S.O’N. : Certains vont préférer travailler avec une touche plus douce, avec des contrastes moins forts, d’autres avec des lumières plus fortes ou des contours plus ronds. Moi, j’ai toujours le souci de « dupliquer » la photo. C’est vrai qu’une fois arrivé à un certain niveau tu as le choix entre t’arrêter là ou de laisser d’autres artistes t’inspirer et te faire évoluer. Pour le tatoueur c’est comme une bataille. Mon travail d’aujourd’hui par exemple est différent de celui d’il y a trois ans, mais en fin de compte il y a une approche personnelle que je ne veux pas changer ni oublier car en allant trop loin j’ai peur de régresser.

Personnellement et émotionnellement, est-il plus dur pour un tatoueur de faire du portrait ?

S.O’N. : Oui, sans doute. Émotionnellement, c’est plus lourd que pour d’autres styles. Il y a certainement plus d’histoire qui pourraient être racontées avec le réalisme. Souvent les clients pleurent quand ils regardent leur tatouage fini dans la glace. Certains tatoueurs veulent tout savoir pour s’imprégner des détails et le retranscrire dans leur dessin, pas moi.

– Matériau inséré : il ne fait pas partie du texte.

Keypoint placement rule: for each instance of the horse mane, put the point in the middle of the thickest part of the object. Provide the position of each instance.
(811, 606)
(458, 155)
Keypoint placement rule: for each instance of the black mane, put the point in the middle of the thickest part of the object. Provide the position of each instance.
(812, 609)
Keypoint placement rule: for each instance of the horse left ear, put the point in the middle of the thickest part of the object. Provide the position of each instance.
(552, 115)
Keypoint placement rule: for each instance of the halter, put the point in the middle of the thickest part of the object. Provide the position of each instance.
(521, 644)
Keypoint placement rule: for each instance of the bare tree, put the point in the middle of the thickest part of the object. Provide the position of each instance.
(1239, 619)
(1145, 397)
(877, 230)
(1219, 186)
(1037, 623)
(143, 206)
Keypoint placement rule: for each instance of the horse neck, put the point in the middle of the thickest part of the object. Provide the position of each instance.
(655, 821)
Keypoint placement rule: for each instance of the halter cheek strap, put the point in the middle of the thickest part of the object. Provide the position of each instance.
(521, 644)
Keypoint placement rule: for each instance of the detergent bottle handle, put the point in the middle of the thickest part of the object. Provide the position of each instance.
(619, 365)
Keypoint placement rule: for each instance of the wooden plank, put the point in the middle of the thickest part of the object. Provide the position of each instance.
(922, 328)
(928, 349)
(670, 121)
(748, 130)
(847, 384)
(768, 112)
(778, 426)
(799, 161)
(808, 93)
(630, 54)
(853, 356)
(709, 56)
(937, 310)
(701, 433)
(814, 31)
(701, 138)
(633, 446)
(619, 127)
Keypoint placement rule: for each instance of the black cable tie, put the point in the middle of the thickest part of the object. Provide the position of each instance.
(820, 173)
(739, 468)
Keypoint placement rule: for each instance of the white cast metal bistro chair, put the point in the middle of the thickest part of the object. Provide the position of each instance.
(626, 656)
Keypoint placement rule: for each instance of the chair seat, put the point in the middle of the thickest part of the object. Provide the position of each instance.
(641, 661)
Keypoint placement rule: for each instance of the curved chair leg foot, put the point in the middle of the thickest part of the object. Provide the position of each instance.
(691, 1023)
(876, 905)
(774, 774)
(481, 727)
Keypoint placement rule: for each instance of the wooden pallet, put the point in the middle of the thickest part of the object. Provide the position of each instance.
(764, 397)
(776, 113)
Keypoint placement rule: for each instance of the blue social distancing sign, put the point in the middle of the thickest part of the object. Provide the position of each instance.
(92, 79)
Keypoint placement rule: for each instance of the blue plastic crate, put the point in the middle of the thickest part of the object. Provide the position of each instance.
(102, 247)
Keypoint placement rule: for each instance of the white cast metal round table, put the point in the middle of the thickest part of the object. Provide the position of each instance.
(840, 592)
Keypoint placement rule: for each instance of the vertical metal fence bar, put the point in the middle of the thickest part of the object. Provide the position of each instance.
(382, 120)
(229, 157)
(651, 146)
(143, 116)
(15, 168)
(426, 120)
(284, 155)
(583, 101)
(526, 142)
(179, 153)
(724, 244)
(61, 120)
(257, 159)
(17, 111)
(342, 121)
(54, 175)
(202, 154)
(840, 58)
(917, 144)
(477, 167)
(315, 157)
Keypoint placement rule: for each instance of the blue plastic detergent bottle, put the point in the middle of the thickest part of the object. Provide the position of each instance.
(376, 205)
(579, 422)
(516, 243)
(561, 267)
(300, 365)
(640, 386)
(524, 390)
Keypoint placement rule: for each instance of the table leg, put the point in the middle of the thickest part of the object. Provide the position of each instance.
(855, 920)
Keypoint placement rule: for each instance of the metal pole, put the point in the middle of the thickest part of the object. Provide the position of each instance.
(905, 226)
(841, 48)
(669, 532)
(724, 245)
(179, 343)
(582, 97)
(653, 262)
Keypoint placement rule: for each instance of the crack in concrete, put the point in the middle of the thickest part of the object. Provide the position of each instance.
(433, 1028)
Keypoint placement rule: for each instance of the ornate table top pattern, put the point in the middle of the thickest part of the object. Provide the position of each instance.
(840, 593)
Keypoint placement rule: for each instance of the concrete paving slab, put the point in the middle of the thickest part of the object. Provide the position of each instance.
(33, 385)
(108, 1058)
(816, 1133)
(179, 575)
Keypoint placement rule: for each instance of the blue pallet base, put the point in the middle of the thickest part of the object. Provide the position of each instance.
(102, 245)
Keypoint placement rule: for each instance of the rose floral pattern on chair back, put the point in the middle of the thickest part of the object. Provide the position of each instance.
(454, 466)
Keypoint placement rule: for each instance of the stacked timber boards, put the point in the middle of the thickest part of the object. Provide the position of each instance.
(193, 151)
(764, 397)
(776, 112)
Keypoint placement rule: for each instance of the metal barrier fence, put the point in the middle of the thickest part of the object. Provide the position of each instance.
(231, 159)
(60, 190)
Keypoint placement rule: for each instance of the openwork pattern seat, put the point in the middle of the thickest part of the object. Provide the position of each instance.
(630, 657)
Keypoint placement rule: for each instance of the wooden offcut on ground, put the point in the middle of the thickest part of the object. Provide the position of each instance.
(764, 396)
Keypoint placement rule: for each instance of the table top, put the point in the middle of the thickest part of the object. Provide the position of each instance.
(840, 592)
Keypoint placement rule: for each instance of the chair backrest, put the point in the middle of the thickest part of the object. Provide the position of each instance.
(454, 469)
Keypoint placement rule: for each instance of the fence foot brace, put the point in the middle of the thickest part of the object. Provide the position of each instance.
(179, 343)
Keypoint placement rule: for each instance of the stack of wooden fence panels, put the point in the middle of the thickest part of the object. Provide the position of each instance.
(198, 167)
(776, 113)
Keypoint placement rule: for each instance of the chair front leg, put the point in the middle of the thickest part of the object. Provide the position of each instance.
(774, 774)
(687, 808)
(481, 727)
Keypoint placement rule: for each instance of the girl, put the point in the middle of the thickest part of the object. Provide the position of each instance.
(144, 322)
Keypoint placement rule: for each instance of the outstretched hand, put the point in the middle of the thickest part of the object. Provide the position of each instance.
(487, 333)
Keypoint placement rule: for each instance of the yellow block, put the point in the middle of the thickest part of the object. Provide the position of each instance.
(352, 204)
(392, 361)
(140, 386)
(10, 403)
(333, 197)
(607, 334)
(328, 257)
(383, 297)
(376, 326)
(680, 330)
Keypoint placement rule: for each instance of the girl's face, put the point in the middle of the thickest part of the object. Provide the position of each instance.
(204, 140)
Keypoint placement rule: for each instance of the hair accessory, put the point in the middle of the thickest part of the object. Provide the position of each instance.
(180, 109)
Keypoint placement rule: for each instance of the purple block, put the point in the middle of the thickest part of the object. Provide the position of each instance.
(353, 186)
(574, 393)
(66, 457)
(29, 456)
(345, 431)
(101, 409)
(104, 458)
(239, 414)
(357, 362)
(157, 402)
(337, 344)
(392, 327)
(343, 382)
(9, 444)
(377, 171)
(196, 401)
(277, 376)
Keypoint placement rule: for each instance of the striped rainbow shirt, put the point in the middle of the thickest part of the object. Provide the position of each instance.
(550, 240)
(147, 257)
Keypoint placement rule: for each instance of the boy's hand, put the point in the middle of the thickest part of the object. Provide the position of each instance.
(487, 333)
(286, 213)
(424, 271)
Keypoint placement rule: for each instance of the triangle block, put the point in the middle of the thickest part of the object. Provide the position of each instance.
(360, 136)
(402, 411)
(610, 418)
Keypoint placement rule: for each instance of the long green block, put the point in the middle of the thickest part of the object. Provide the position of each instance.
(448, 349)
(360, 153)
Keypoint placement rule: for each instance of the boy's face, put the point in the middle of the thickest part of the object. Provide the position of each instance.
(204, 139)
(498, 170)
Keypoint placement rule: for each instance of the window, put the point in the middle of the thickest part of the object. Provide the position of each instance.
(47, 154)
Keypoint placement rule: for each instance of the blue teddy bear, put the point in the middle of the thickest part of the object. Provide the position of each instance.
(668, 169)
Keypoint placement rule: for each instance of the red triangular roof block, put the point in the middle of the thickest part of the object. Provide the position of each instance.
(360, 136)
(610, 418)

Parmi toutes les histoires quelle est celle qui vous a le plus touchés ?

S.O’N. : Il y a cette histoire avec un groupe de filles d’à peine 18 ans en voiture, percutée accidentellement par une autre. Les filles sont mortes, le conducteur était lui indemne. Les parents d’une d’entre elles étaient ruinés, ils sont venus le lendemain se faire tatouer le portrait de leur fille et m’ont parlé d’elle, des détails de l’histoire, c’était très dur pour moi qui ai aussi des enfants.

S.C. : Rose dont je parlais plus haut ou ce prothésiste dentaire ayant perdu son Colley et qui quand il est en short, assis ou je ne sais quoi veut voir son chien tatoué sur la cuisse.